Güçler ayrılığı, modern demokratik devletlerin işleyişini düzenleyen temel bir anayasal ilkedir. Devletin yasama, yürütme ve yargı fonksiyonlarının birbirinden bağımsız organlar tarafından yerine getirilmesini ve bu organların birbirini denetlemesini öngörür. Bu sistem, tek bir kişi veya kurumun mutlak güce sahip olmasını engelleyerek özgürlüklerin ve hukuk devletinin garantisi olarak kabul edilir.
İlke, ilk olarak Fransız düşünür Montesquieu'nün 1748'de yayımlanan "De l'esprit des lois" (Kanunların Ruhu) adlı eserinde sistemli bir şekilde ortaya konmuştur. Montesquieu, despotizmi önlemenin en etkili yolunun, devlet gücünü farklı organlara dağıtmak olduğunu savunmuştur. Bu fikir, özellikle ABD Anayasası'nın hazırlanışında büyük etki yaratmış ve günümüzün pek çok demokratik anayasasının temel taşı olmuştur.
Görevi: Toplumun ihtiyaçları doğrultusunda kanun yapmak, değiştirmek ve kaldırmaktır.

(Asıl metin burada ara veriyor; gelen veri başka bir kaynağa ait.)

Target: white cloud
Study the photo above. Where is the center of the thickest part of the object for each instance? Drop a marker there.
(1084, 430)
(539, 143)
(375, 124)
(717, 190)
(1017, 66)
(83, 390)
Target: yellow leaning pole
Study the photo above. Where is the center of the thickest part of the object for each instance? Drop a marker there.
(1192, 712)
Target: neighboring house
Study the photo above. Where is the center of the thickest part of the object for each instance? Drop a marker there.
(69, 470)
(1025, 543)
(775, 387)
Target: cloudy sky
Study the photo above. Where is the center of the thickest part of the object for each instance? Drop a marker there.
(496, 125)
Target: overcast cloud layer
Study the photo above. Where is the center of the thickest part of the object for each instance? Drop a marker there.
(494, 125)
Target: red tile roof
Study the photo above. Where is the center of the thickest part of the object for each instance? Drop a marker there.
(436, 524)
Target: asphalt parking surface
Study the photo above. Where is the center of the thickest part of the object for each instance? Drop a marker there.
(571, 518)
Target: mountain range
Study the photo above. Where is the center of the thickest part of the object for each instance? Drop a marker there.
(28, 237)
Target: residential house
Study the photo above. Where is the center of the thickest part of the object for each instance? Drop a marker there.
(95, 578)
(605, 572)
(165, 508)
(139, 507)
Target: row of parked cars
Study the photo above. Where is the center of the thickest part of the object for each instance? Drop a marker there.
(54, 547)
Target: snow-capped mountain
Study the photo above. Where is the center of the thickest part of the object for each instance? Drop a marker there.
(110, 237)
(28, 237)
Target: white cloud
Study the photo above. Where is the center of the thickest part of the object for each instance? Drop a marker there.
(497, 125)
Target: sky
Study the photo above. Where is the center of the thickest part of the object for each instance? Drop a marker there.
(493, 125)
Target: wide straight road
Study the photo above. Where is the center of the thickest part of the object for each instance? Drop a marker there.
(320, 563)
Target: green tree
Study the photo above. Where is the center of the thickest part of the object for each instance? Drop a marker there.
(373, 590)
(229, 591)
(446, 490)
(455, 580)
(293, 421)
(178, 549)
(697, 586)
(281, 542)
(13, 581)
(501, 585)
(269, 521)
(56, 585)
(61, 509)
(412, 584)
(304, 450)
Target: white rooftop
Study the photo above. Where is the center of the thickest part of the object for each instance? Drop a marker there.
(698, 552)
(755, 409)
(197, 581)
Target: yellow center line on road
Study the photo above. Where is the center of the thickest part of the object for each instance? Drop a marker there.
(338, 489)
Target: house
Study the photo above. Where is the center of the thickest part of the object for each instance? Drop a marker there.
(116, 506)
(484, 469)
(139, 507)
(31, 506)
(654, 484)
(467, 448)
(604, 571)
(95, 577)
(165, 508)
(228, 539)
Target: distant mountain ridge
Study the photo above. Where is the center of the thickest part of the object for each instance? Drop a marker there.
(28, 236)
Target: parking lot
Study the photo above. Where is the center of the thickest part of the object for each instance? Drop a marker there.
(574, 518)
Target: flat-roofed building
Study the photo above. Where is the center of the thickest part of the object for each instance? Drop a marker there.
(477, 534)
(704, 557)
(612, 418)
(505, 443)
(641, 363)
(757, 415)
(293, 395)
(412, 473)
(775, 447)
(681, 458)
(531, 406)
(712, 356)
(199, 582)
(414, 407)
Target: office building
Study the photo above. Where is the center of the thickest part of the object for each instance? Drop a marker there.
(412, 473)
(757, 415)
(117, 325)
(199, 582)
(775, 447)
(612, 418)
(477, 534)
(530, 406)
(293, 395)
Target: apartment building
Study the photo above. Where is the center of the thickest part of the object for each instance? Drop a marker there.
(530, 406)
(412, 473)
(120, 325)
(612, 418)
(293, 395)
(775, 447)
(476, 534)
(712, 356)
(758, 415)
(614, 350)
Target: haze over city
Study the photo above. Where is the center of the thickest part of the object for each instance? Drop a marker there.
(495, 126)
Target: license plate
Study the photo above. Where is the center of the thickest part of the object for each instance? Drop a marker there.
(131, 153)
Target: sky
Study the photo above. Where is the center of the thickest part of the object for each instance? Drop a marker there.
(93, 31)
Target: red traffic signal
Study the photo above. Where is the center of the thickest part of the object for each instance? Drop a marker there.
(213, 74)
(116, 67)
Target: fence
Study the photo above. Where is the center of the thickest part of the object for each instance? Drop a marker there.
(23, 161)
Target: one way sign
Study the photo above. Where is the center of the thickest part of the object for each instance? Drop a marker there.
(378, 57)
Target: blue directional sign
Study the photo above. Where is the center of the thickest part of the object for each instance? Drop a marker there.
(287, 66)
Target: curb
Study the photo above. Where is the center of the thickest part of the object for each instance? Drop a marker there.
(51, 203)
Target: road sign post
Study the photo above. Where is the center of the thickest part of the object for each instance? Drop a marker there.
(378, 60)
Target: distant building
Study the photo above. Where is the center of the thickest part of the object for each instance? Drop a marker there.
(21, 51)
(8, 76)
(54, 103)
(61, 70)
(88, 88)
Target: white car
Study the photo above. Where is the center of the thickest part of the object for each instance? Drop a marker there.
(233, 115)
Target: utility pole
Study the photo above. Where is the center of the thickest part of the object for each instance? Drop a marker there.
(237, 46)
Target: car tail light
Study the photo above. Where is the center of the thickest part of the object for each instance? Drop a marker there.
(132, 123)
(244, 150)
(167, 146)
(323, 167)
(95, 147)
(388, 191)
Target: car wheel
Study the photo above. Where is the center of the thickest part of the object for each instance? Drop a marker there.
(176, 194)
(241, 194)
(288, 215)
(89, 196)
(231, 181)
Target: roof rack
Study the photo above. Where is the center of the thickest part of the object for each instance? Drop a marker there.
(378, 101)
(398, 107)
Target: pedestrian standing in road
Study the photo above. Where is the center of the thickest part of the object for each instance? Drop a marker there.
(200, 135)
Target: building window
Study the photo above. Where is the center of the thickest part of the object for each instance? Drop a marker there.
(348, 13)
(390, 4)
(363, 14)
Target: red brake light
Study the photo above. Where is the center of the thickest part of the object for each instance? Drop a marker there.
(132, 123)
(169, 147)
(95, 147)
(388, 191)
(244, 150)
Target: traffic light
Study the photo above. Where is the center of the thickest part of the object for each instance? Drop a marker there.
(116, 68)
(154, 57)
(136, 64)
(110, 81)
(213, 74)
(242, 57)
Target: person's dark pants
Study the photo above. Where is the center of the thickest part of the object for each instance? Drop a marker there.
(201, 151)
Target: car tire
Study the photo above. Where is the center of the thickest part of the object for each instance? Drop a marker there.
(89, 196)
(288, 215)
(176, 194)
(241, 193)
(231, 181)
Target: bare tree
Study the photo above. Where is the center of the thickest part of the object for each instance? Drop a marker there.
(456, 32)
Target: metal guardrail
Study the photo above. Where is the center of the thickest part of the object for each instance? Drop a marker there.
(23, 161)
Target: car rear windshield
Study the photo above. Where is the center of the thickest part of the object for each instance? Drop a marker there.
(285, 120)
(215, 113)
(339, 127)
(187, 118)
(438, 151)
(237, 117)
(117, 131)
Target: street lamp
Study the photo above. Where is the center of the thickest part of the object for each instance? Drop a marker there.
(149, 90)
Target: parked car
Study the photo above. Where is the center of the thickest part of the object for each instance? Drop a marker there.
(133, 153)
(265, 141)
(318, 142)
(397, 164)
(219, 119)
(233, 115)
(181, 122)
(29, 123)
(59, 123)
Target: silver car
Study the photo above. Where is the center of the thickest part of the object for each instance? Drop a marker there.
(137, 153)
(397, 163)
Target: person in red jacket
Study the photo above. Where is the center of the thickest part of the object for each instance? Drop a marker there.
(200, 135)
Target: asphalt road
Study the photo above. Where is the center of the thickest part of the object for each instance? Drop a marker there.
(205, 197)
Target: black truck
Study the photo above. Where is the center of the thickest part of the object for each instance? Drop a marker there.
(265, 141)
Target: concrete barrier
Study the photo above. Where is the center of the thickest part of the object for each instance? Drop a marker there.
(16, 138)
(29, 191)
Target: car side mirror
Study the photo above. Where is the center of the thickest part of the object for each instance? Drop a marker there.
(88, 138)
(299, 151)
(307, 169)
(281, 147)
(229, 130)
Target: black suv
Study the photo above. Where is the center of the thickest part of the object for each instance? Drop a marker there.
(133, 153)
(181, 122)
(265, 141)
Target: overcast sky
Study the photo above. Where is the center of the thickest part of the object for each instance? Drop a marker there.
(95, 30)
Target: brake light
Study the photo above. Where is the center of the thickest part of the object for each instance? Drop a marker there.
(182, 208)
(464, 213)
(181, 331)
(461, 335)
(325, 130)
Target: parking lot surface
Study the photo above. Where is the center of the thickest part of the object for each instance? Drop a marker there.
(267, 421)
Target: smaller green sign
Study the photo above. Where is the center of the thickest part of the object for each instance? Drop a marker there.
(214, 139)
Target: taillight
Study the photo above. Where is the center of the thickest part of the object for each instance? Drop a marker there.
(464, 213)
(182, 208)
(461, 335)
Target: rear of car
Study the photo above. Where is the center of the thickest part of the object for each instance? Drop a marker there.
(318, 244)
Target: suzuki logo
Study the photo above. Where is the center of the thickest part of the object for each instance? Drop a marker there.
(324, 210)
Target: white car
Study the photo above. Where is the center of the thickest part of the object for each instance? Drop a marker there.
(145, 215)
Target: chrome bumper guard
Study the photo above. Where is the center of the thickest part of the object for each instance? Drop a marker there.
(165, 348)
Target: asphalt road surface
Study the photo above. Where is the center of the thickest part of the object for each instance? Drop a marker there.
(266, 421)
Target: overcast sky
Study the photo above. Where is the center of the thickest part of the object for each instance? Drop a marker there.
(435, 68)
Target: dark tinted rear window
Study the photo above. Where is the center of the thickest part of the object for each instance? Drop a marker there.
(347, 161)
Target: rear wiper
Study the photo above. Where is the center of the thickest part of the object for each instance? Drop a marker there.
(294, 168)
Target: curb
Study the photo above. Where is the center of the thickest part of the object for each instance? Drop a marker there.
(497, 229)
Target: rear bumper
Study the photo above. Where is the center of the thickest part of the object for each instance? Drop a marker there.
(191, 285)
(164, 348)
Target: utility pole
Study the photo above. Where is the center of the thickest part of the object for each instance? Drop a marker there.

Organı: Genellikle parlamento (meclis, kongre vb.) tarafından temsil edilir. Halk tarafından seçilen milletvekillerinden oluşur.
Görevi: Yasama organının çıkardığı kanunları uygulamak ve yürütmektir. Devleti içte ve dışta temsil eder.
Organı: Cumhurbaşkanı/Başbakan/Premier ve Bakanlar Kurulu (Hükümet) tarafından temsil edilir. Kamu yönetimini ve ordunun başkomutanlığını elinde bulundurur.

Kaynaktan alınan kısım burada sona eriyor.